Losses on sales of receivables associated with the accounts receivable financing facilities discussed above, reflected within “Other expense, net” and “Interest expense, net” in the Company’s Consolidated Statements of Operations, were approximately $22.0 million and $16.1 million during 2011 and 2010, respectively. Losses on sales of receivables primarily from the Company’s former European, U.S. and Canadian securitization facilities was approximately $15.6 million in 2009 and was reflected within “Other expense, net” in the Company’s Consolidated Statements of Operations.

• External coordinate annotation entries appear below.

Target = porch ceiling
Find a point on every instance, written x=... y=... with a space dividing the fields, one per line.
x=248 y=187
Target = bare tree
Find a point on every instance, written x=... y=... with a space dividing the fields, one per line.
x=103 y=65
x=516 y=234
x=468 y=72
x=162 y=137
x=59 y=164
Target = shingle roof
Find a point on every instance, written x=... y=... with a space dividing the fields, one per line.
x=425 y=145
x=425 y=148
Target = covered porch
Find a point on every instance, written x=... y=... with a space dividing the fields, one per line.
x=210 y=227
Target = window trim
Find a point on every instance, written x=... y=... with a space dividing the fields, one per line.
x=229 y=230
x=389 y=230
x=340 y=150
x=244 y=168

The Company’s retail finance joint ventures in Brazil and Australia also provide wholesale financing to the Company’s dealers. The receivables associated with these arrangements are without recourse to the Company. The Company does not service the receivables after the sale occurs and does not maintain any direct retained interest in the receivables. As of December 31, 2011 and 2010, these retail finance joint ventures had approximately $62.0 million and $50.2 million, respectively, of outstanding accounts receivable associated with these arrangements. The Company reviewed its accounting for these arrangements and determined that these arrangements should be accounted for as off-balance sheet transactions.

In addition, the Company sells certain trade receivables under factoring arrangements to other financial institutions around the world. The Company reviewed the sale of such receivables and determined that these arrangements should be accounted for as off-balance sheet transactions.